Version Changes
Revised. Amendments from Version 1
Thanks to the referees’ recommendations, we have improved our manuscript in this revised version. An extra paragraph was added in the introduction to describe the rationale underlying Fragger. Several citations to web servers and protein fragment databases were added to provide a broader overview of similar approaches. Some variables in the algorithm have been renamed to facilitate easy understanding. A new paragraph and one reference about choosing good reference fragments were added. Several changes were made to clarify the choice of reference fragments, and the impact of the effective cutoff values on search speed.
Abstract
Protein modeling and design activities often require querying the Protein Data Bank (PDB) with a structural fragment, possibly containing gaps. For some applications, it is preferable to work on a specific subset of the PDB or with unpublished structures. These requirements, along with specific user needs, motivated the creation of a new software to manage and
query 3D protein fragments. Fragger is a protein fragment picker that allows protein fragment databases to be created and queried. All fragment lengths are supported and any set of PDB files can be used to create a database. Fragger can efficiently search a fragment database with a query fragment and a distance threshold. Matching fragments are ranked by distance to the query. The query fragment can have structural gaps and the allowed amino acid sequences matching a query can be constrained via a regular expression of one-letter amino acid codes. Fragger also incorporates a tool to compute the backbone RMSD of one versus many fragments in high throughput. Fragger should be useful for protein design, loop grafting and related structural
bioinformatics tasks.
Keywords: protein fragments, protein design, fragments database, structural query, triangular inequality
Introduction
Nowadays, a large number of protein structures are available (122,761 as of July 2017 at RCSB) and protein fragments are frequently used in structural bioinformatics.
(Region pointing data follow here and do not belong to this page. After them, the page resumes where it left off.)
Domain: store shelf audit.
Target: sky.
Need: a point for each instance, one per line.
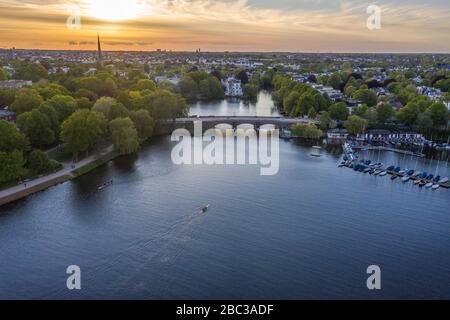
(226, 25)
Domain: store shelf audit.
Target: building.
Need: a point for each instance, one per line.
(337, 134)
(7, 115)
(15, 84)
(386, 135)
(233, 87)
Protein structure prediction methods such as Rosetta 1, QUARK 2 and EdaFold 3, 4 use protein fragments as building blocks. Protein fragments are also used in crystallographic phasing 5– 7 and model rebuilding 8. The quality of protein models can be improved by combining protein fragments with molecular dynamics 9. Other applications include the curation of unresolved loops in crystal structures 10, 11, grafting of loop sequences on protein scaffolds and other protein design algorithms 12, 13.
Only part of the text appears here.